Under traditional power communication methods, the security protection technical measures of power industrial control systems can effectively block the intrusion and propagation of conventional viruses from the internet. However, against the dual backdrop of intelligent and interactive development in power systems and the evolution of cyber attack techniques, power industrial control security faces new challenges

The power industrial control vulnerability mining system provided by KeLiang leverages the power system real-time simulation platform RT-LAB, integrated with a power industrial control equipment vulnerability mining module. It enables vulnerability mining for industrial control systems such as SCADA, DCS, and PLC controllers. The system simulates security detection and protection schemes for multiple types of industrial control equipment in power systems. It lays a foundation and provides technical support for security testing in future highly integrated cyber-physical power system attack-defense scenarios, Energy Internet+, and Industry 4.0. Additionally, it offers an effective development, testing, and simulation platform for future research on power system industrial control security

The Power Industrial Control Vulnerability Mining System consists of three components: a power simulation system, an industrial control vulnerability mining system, and the tested secondary power equipment. The secondary power equipment connects to the power simulation system via I/O interfaces and links to the industrial control vulnerability mining system through high-speed interfaces.

Power simulation system: Based on the RT-LAB simulation power system model, it includes the power system grid structure, photovoltaic model, energy storage model, wind turbine model, generator set model, transmission system model, etc;

Industrial Control System Vulnerability Mining System: Targeted at industrial control devices (PLCs, industrial PCs, PMUs, protection relays, etc.) for vulnerability mining. The vulnerability types encompass communication protocol vulnerabilities, embedded system vulnerabilities, control command vulnerabilities, along with format string vulnerabilities, buffer overflows, integer overflows, integer sign extension vulnerabilities, double-free memory errors, boundary condition errors, etc.

■ Power industrial control equipment environment simulation and emulation

■ Vulnerability detection and security defense for power relay protection industrial control devices

■ Vulnerability mining and active defense for critical power equipment control systems (e.g., wind turbine control systems, etc.)

■ Vulnerability detection, alerting, and security defense for power monitoring industrial control devices (e.g., PMUs, RTUs, etc.)

■ Fuzz vulnerability mining and security defense for power monitoring systems (e.g., SCADA, EMS, DMS, PDC, etc.)

■ ntelligent management of vulnerability mining tasks, automated management of industrial control protocol test cases, and online real-time analysis of industrial control protocol data.

■ Research on vulnerability mining algorithms and active defense algorithms for power system industrial control.

The power industrial control equipment vulnerability mining system provided by KeLiang has successfully established a large-scale wind turbine industrial control information security test platform. Within this platform, RT-LAB simulates the large-scale wind turbine model, while the actual wind power control cabinet is connected to RT-LAB via high-speed I/O interfaces to achieve HIL (Hardware-in-the-Loop) simulation. Simultaneously, it establishes a real-time communication connection with the industrial control vulnerability mining system.

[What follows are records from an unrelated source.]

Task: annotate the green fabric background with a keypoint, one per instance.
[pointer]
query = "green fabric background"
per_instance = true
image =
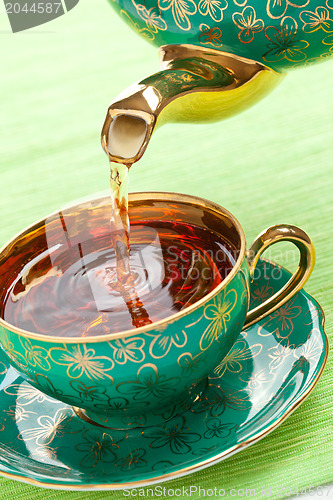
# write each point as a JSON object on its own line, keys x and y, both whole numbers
{"x": 272, "y": 164}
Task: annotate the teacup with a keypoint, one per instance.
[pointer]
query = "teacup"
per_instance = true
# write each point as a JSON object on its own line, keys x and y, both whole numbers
{"x": 116, "y": 379}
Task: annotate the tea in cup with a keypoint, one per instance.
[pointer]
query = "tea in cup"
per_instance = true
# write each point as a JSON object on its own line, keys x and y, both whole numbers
{"x": 116, "y": 353}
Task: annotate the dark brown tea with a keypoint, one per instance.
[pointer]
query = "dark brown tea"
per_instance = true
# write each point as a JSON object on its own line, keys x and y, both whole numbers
{"x": 62, "y": 279}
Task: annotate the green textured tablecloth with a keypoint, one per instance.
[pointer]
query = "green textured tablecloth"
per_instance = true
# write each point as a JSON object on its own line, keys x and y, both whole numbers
{"x": 271, "y": 164}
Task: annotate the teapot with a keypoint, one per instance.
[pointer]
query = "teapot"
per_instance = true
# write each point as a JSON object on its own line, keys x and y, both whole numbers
{"x": 218, "y": 57}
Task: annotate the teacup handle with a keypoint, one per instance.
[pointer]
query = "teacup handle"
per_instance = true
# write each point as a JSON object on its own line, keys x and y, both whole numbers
{"x": 306, "y": 263}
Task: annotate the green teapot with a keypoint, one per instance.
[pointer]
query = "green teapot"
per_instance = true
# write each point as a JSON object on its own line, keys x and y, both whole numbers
{"x": 218, "y": 57}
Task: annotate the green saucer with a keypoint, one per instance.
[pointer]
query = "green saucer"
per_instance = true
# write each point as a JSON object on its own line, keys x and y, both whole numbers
{"x": 270, "y": 370}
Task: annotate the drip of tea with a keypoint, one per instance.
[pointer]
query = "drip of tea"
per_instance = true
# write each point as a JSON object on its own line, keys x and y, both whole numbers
{"x": 68, "y": 288}
{"x": 119, "y": 221}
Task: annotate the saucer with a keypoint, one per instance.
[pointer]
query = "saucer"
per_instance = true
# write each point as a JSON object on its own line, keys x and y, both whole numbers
{"x": 267, "y": 374}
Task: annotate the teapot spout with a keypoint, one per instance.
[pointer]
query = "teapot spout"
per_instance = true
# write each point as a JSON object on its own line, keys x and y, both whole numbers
{"x": 194, "y": 85}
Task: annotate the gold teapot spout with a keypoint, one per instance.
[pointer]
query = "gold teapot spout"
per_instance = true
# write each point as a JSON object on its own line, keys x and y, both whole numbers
{"x": 194, "y": 85}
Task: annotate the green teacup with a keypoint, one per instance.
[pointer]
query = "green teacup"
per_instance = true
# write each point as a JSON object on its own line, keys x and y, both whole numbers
{"x": 116, "y": 379}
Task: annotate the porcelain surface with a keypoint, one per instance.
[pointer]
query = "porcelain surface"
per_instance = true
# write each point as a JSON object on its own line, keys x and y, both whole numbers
{"x": 266, "y": 375}
{"x": 280, "y": 34}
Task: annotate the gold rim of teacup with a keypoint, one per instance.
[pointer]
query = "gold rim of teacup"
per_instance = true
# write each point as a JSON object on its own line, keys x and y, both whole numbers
{"x": 141, "y": 196}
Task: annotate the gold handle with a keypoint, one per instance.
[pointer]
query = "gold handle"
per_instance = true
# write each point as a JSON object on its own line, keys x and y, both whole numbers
{"x": 306, "y": 263}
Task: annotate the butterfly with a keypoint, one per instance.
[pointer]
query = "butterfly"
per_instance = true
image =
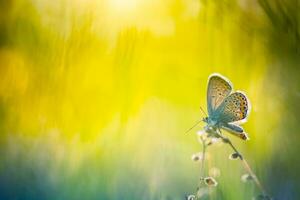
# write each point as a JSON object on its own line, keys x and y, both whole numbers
{"x": 227, "y": 110}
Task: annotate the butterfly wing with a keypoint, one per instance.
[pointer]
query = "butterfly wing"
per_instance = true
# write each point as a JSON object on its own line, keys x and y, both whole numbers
{"x": 235, "y": 108}
{"x": 217, "y": 90}
{"x": 235, "y": 130}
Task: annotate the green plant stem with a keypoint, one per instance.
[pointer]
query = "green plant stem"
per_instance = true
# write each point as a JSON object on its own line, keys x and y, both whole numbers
{"x": 203, "y": 158}
{"x": 245, "y": 164}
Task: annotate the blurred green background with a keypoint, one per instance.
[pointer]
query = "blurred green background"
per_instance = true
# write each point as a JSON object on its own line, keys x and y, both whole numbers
{"x": 95, "y": 96}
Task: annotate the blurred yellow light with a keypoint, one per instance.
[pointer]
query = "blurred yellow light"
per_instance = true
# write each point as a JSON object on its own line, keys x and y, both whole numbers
{"x": 123, "y": 6}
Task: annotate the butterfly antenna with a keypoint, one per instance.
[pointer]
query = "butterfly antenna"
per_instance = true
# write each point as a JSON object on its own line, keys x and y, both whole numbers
{"x": 203, "y": 111}
{"x": 193, "y": 126}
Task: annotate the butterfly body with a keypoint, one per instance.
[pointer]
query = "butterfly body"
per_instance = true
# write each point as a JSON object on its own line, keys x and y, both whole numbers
{"x": 226, "y": 109}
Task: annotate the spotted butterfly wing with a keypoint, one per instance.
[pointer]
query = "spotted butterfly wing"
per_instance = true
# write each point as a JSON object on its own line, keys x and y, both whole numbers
{"x": 235, "y": 108}
{"x": 217, "y": 90}
{"x": 236, "y": 130}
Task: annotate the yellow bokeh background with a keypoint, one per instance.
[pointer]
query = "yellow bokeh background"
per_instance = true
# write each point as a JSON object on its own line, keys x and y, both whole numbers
{"x": 96, "y": 96}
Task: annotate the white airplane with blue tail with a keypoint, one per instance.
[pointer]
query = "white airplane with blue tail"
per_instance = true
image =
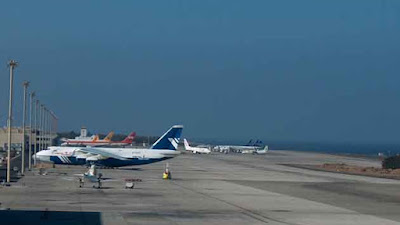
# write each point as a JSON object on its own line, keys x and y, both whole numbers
{"x": 164, "y": 148}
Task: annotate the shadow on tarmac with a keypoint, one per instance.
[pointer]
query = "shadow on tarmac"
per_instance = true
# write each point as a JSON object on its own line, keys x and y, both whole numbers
{"x": 23, "y": 217}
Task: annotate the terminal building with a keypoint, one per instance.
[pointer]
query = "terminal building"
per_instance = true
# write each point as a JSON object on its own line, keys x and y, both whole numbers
{"x": 17, "y": 134}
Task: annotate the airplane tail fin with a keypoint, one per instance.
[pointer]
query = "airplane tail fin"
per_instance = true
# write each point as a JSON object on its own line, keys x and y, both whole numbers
{"x": 95, "y": 138}
{"x": 129, "y": 139}
{"x": 170, "y": 139}
{"x": 109, "y": 136}
{"x": 186, "y": 144}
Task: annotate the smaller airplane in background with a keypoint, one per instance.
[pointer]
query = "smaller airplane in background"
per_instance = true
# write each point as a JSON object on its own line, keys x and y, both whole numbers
{"x": 127, "y": 141}
{"x": 195, "y": 150}
{"x": 251, "y": 148}
{"x": 94, "y": 141}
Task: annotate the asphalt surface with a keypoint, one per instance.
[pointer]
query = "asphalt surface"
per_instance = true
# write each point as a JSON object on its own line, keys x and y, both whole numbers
{"x": 208, "y": 189}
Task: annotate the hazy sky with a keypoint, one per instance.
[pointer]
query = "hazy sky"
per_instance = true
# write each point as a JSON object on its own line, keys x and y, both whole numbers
{"x": 306, "y": 70}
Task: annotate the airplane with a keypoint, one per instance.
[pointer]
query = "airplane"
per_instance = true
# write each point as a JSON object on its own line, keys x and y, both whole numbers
{"x": 94, "y": 141}
{"x": 127, "y": 141}
{"x": 245, "y": 149}
{"x": 164, "y": 148}
{"x": 195, "y": 149}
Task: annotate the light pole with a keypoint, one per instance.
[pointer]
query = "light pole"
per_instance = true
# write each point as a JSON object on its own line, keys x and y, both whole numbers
{"x": 36, "y": 131}
{"x": 46, "y": 128}
{"x": 12, "y": 64}
{"x": 32, "y": 95}
{"x": 41, "y": 127}
{"x": 26, "y": 85}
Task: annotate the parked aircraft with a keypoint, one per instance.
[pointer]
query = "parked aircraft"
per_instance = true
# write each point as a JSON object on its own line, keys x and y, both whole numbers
{"x": 127, "y": 141}
{"x": 95, "y": 141}
{"x": 164, "y": 148}
{"x": 255, "y": 148}
{"x": 195, "y": 149}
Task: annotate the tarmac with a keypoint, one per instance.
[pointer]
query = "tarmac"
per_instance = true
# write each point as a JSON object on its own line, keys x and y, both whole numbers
{"x": 208, "y": 189}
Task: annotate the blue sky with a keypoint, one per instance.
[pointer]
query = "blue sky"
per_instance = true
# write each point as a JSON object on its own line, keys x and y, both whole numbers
{"x": 306, "y": 70}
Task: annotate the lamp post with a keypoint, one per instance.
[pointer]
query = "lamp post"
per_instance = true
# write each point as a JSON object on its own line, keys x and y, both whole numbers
{"x": 36, "y": 130}
{"x": 32, "y": 95}
{"x": 26, "y": 85}
{"x": 12, "y": 64}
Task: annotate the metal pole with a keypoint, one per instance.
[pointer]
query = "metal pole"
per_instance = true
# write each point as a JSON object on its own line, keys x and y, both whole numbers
{"x": 41, "y": 127}
{"x": 32, "y": 94}
{"x": 12, "y": 64}
{"x": 26, "y": 85}
{"x": 36, "y": 131}
{"x": 47, "y": 128}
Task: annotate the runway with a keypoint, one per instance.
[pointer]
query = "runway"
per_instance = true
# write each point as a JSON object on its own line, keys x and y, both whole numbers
{"x": 209, "y": 189}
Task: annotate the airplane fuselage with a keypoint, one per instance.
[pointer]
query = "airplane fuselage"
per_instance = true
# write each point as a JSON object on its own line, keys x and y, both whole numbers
{"x": 75, "y": 156}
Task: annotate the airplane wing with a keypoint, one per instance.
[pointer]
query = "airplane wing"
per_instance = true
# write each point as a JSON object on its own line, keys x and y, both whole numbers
{"x": 102, "y": 153}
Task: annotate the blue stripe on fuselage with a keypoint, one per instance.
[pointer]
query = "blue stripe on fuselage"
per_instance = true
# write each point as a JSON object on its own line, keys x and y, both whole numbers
{"x": 110, "y": 162}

Under this industrial control information security test platform, the vulnerability mining system can uncover various potential security vulnerabilities. It can also simulate scenarios where hackers exploit these vulnerabilities to cause communication failures. Under normal conditions, the wind power control cabinet operates correctly; however, after being attacked, the wind turbine controller displays communication failures, and the wind turbine monitoring system outputs power failure alerts.

This large-scale wind turbine industrial control information security test platform can simulate and analyze security issues of wind power control cabinets. It facilitates vulnerability mining for existing wind power control cabinets, predicts their security status, and provides proactive security defense solutions.